Posted on 23 January 2009 by Jen

Ok – maybe not all of them, but I sure as hell am.

Seriously though, if you try and convince me that you are able to keep your house clean, interact with your children effectively, not keep the television on all day, plus you’re the most successful mommy on the block with your business…

…I call bullshit.

You either have a maid, nanny, husband not working, or you’re lying about your business success. (Or all of the above.) You know how I know that? Because sister, something’s gotta give.

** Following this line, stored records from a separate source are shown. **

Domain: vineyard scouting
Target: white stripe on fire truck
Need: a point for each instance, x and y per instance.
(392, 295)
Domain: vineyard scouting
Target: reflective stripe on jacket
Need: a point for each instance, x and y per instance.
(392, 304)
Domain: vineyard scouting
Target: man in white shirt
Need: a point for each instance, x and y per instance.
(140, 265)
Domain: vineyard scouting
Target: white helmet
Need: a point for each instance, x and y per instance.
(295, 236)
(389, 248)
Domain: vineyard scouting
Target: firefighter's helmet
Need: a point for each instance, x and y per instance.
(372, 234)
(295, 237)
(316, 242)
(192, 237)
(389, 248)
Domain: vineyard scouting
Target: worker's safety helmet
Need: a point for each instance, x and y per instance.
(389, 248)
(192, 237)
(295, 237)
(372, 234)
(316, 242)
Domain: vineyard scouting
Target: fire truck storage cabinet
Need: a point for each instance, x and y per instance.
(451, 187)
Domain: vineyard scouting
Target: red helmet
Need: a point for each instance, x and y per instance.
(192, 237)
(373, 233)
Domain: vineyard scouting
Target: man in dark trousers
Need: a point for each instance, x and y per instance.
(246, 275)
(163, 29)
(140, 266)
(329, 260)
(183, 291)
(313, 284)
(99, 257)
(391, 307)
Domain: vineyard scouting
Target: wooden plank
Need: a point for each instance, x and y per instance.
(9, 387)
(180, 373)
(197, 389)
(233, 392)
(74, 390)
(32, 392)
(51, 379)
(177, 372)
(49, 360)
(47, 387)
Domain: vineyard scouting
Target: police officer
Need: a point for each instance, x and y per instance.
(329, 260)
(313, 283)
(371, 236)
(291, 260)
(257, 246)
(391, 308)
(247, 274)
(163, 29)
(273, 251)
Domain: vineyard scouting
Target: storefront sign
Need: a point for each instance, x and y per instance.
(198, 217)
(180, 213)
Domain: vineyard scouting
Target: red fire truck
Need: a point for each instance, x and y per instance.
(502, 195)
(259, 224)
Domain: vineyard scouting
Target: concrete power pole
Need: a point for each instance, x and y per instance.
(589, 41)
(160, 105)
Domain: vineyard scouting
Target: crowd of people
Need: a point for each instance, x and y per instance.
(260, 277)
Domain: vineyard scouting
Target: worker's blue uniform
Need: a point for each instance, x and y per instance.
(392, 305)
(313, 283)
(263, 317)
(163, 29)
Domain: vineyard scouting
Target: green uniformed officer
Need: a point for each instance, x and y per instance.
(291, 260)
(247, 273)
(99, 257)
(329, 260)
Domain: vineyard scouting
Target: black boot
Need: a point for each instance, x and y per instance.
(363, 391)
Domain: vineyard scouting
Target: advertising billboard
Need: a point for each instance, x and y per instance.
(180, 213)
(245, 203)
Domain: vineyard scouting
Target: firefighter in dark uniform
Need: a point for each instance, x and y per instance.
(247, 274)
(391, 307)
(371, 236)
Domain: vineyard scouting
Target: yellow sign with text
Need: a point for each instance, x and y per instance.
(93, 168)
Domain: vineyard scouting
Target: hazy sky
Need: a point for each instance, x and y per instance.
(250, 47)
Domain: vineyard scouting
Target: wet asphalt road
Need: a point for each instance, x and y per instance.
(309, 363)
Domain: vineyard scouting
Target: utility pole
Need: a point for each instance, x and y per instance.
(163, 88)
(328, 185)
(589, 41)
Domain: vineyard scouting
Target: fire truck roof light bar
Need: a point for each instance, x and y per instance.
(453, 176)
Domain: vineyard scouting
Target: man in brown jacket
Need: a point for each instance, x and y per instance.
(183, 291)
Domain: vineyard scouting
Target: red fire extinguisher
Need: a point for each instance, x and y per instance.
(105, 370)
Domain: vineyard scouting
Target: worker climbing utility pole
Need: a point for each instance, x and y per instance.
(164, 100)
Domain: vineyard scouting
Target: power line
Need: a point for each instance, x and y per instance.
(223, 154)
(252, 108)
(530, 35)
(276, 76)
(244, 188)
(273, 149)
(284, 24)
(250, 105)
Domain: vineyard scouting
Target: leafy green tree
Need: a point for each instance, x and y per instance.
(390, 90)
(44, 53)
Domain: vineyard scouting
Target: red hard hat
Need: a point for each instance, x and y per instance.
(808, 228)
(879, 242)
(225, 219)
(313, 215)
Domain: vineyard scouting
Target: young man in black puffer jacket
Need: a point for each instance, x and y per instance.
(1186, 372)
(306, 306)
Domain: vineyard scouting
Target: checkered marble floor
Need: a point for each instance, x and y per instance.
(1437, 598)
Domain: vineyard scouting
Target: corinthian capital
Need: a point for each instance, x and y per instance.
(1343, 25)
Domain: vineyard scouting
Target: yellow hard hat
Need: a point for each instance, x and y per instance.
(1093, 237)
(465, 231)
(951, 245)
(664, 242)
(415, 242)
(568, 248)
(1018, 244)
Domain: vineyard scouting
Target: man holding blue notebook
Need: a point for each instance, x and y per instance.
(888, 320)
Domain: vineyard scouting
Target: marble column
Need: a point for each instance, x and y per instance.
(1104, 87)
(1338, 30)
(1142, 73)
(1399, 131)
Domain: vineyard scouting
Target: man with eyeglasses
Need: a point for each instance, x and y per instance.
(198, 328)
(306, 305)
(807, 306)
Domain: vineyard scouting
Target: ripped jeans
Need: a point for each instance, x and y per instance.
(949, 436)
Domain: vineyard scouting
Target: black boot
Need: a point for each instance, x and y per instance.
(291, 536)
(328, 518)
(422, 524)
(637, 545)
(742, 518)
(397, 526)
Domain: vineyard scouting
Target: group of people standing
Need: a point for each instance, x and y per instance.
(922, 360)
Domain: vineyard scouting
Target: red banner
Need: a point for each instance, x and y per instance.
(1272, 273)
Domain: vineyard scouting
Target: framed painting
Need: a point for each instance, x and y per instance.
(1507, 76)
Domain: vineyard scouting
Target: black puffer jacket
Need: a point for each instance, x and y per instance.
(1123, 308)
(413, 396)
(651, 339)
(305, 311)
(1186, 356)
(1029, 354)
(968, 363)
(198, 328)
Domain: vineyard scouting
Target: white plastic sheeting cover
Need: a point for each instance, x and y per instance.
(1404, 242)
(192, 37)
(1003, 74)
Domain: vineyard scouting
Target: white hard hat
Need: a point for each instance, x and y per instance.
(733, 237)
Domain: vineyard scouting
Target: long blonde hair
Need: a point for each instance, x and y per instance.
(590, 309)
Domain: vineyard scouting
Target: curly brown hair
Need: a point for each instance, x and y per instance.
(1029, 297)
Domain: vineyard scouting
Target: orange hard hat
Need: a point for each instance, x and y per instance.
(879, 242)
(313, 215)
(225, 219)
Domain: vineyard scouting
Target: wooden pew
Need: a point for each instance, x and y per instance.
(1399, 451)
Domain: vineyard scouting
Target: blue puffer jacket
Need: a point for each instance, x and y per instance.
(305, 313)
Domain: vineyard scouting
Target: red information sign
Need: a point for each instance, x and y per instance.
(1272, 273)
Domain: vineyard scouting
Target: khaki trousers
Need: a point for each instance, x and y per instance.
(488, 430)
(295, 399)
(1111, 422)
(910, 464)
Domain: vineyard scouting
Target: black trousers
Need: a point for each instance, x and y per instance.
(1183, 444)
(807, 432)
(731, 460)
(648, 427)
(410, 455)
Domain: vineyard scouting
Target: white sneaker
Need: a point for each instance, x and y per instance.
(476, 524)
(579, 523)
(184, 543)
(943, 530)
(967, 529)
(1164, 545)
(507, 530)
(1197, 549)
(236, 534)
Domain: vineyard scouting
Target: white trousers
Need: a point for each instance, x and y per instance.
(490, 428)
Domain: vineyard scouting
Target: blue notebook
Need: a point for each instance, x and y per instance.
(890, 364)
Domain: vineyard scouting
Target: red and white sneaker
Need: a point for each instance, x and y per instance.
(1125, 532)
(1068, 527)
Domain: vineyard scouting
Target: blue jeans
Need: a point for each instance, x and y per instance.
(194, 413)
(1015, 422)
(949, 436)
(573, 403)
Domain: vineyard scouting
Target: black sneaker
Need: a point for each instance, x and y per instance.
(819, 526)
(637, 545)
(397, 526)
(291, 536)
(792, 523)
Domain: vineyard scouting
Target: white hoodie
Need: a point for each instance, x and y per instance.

There are 24 hours in a day, and everything we choose to do takes some amount of time. I cannot feed my kids a meal in less than ten minutes – no matter what. It takes at least a half-hour to fill the dishwasher, put soap in, and hit “clean.”

Now it might not take you the same amount of time it takes me to do things, but you know what I’m saying here, everything takes time.

wahm-deskOn days when I have more work than time, the television is on all day. You know why? Because I have to get shit done, that’s why. But then having to turn around and hear some self-righteous WAHM try and spout off about how she made food from scratch while teaching her children how to add and subtract from birth while being rock-star successful and getting twelve new clients? No. Way. But you can’t go spouting off at the little angel or her cadre of wannabes will attack you and give you the litany of “how dare you”s for having the audacity to question the honesty of the statements.

I’m not jealous, either. I work from home very successfully – I just know that there are sacrifices I have to make every day – with every new level of success come more sacrifices. The more meetings I have to be on over the phone, the more I stagger when my kids eat so I know they are hungry – and their little mouths will be full and quiet – when that call happens. I’m not starving my kids, but they may not get fed the very minute they realize they are hungry.

Sure it sounds kind of shitty to deny the kids food for an hour, but you know what, if I don’t take those calls they don’t get fed at all. What do you think is better for their overall sense of well being and self-esteem? Living in a car and scoring food from food banks? I think not.

My only real fear is that I won’t know when it’s time to back off and plateau for a minute. I don’t want to keep sacrificing more and more and more until I don’t know what my kids look like, but I also want them to have a great life, and hearing people say that all my kids need is my love aned time…well…I had lots of love and time from my mom and I’m still bitter I didn’t get a pony, so yeah, way to look back with that nostalgic hindsight.